On Saturday morning, pharmaceutical company Eli Lilly, one of Indiana’s largest employers, voiced strong opposition to the new regulations. “Given this new law, we will be compelled to plan to expand employment outside our home country,” it said in a statement.

The company, which employs more than 10,000 people in Indiana, began by stating that “abortion is a divisive and highly personal issue with no clear consensus among Indiana citizens.” . Eli Lilly noted that she has expanded employee health insurance coverage to include travel for reproductive services.
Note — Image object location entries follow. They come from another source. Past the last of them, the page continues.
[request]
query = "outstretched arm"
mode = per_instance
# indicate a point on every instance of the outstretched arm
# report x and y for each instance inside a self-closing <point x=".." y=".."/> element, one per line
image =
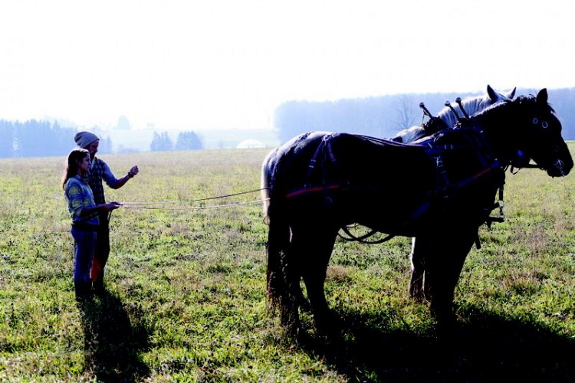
<point x="122" y="181"/>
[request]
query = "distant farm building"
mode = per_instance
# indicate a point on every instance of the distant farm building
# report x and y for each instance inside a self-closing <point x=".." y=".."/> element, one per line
<point x="250" y="144"/>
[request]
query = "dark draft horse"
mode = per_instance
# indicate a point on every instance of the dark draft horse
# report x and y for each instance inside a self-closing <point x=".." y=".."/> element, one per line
<point x="449" y="116"/>
<point x="439" y="189"/>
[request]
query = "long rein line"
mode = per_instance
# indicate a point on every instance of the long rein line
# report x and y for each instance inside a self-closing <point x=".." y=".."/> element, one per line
<point x="152" y="205"/>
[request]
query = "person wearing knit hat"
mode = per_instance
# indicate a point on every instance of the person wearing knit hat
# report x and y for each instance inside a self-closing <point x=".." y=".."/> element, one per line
<point x="100" y="171"/>
<point x="83" y="139"/>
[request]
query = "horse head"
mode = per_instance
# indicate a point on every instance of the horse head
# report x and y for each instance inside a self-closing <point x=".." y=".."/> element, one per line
<point x="531" y="130"/>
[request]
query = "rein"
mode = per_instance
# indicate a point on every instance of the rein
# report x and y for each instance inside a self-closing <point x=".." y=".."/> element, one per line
<point x="153" y="205"/>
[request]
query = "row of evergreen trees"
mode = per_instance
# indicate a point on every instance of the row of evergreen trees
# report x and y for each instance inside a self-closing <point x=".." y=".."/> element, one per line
<point x="35" y="138"/>
<point x="185" y="141"/>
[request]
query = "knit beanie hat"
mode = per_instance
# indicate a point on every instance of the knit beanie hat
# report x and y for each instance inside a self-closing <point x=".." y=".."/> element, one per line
<point x="83" y="139"/>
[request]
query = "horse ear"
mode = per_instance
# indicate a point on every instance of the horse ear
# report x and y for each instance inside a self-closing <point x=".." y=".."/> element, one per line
<point x="542" y="96"/>
<point x="493" y="96"/>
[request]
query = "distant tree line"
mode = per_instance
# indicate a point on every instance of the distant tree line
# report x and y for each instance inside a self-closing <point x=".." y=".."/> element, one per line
<point x="38" y="139"/>
<point x="384" y="116"/>
<point x="185" y="141"/>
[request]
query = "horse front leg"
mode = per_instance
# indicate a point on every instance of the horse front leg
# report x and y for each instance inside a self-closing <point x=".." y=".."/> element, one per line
<point x="316" y="248"/>
<point x="417" y="272"/>
<point x="418" y="285"/>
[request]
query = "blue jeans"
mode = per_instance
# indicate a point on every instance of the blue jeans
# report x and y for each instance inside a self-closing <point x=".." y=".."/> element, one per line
<point x="84" y="247"/>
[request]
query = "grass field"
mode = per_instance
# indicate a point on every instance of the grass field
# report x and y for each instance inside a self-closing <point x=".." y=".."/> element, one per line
<point x="186" y="287"/>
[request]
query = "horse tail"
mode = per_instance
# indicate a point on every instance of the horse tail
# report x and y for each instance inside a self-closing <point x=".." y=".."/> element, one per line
<point x="278" y="242"/>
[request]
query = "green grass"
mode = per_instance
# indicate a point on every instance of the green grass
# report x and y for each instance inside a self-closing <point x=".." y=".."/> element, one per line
<point x="186" y="288"/>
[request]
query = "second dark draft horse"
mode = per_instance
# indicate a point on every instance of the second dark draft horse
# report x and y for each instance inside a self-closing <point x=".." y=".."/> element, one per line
<point x="440" y="190"/>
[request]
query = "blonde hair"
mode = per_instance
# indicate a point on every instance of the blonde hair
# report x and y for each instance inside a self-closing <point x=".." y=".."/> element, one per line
<point x="75" y="156"/>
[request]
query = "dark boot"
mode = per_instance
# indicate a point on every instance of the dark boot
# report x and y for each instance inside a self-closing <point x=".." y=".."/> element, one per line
<point x="98" y="285"/>
<point x="83" y="290"/>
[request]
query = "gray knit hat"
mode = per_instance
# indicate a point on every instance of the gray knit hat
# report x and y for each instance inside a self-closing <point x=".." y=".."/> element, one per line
<point x="83" y="139"/>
But he added, “For some current and potential employees, that may not be enough.”

It was one of the first major employers to intervene in the new law in the state.

Shortly afterward, John Mills, spokesman for Cummins, an engine company that employs about 10,000 people in the state, said: And that our workforce is diverse. The bill has conflicting provisions that affect employees and hinder our ability to attract and retain top talent. He added that Cummins healthcare benefits cover elective reproductive health procedures, including medical travel benefits.

Mills also said he “shared concerns about this legislation with legislative leaders before and during the legislative process.”

Roche, a diagnostics maker with its North American headquarters in Indianapolis, could not immediately be reached for comment. Other companies with headquarters or large offices in Indiana did not immediately respond to requests for comment.

After the Supreme Court’s ruling, few companies directly intervened in this ruling. Reproductive Out of State far more said they would expand their employer’s health care coverage to cover travel and other expenses for employees who might need to seek his health care.

Some companies with a large presence in Indiana have previously said they will cover employee travel expenses. Kroger announced in June that it will cover up to $4,000 in travel expenses for employees on health care plans. It says it will move employees who want to leave. Kroger declined to comment. Salesforce did not immediately respond to requests for comment.

In a statement, Eli Lilly described Indiana law as “one of the most restrictive anti-abortion laws in the United States.” “As a global company headquartered in Indianapolis for more than 145 years, we are working hard to retain and attract the thousands of people who are a key driver of our state’s economy. Thinking about it, we are forced to plan to expand employment outside our home country.”